Individual differences in cognitive resources and elementary school mathematics achievement: Examining the roles of storage and attention

Highlights

• Short-term memory predicted differences in math performance from preschool through grade 5.

• A parallel finding emerged with a measure of attention based on cognitive assessment in preschool.

• Attention measured by parental report did not predict math achievement in preschool or over time.

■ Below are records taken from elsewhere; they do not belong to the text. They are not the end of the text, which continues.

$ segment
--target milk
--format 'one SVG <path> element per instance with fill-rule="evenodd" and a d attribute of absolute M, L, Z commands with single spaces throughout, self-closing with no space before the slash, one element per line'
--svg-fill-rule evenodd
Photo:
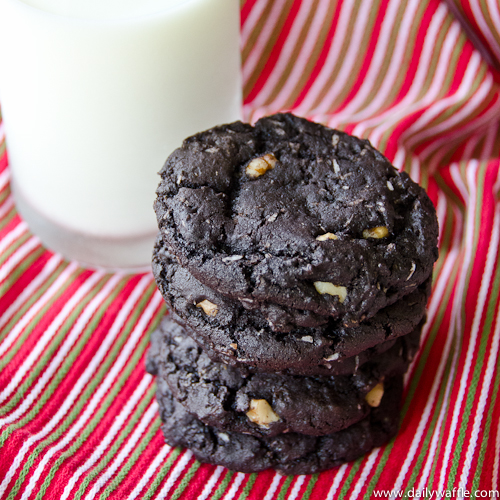
<path fill-rule="evenodd" d="M 0 0 L 14 194 L 43 241 L 91 264 L 149 261 L 158 170 L 185 137 L 240 117 L 238 27 L 237 0 Z M 76 255 L 75 238 L 127 256 Z"/>

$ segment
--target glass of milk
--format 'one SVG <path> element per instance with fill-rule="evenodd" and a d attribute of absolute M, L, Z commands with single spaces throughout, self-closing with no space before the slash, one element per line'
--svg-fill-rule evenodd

• Early cognitive assessment may identify students at risk for long-term underachievement in math.

Abstract

Using data from the NICHD Study of Early Child Care and Youth Development, a longitudinal study of 1,364 children, the present research investigated early cognitive correlates of children's mathematics achievement. Individual differences in mathematics performance prior to kindergarten and growth in achievement across elementary school were modeled as a function of two measures of attention—performance-based and informant-reported—and a measure of short-term memory. At the age of 54 months, children with poor capacities for attention and short-term memory storage had lower mathematics achievement than their peers with larger capacities. These early differences persisted through the fifth grade. Interestingly, the informant-based measure of attention did not predict mathematics achievement or its growth across time. The findings implicate the utility of early performance-based assessments of cognitive resources – storage and attention – in identifying students potentially at-risk for poor mathematical outcomes.

Introduction

In carrying out our daily tasks we depend on cognitive resources that allow us to hold and manipulate information in mind in order to reach a goal. For example, tasks as diverse as preparing a dinner or solving a mathematics problem involve processing information, retrieved either from an external source (e.g., a book) or from long-term memory. This, in turn, requires a person to temporarily store relevant information and manipulate it, all while resisting potentially distracting stimuli. Thus, both storage capacity and attentional resources are critical for human behavior and, as reviewed below, they have been shown to play a key role in learning. Yet, a more nuanced understanding of how specific cognitive resources are linked to growth in children's performance is required in order to design tools to identify students at risk for poor academic achievement and to create interventions targeting these students. To this end, the current paper presents the results of a longitudinal investigation that seeks to better understand the relation between children's cognitive resources—storage and attention—assessed prior to school entry and their academic achievement throughout elementary school. We focus specifically on mathematics achievement because of the foundational role early mathematical performance has been shown to play in students' long-term academic outcomes (Duncan et al., 2007) and career aspirations (Mullis et al., 2012, National Center for Education Statistics, 2011).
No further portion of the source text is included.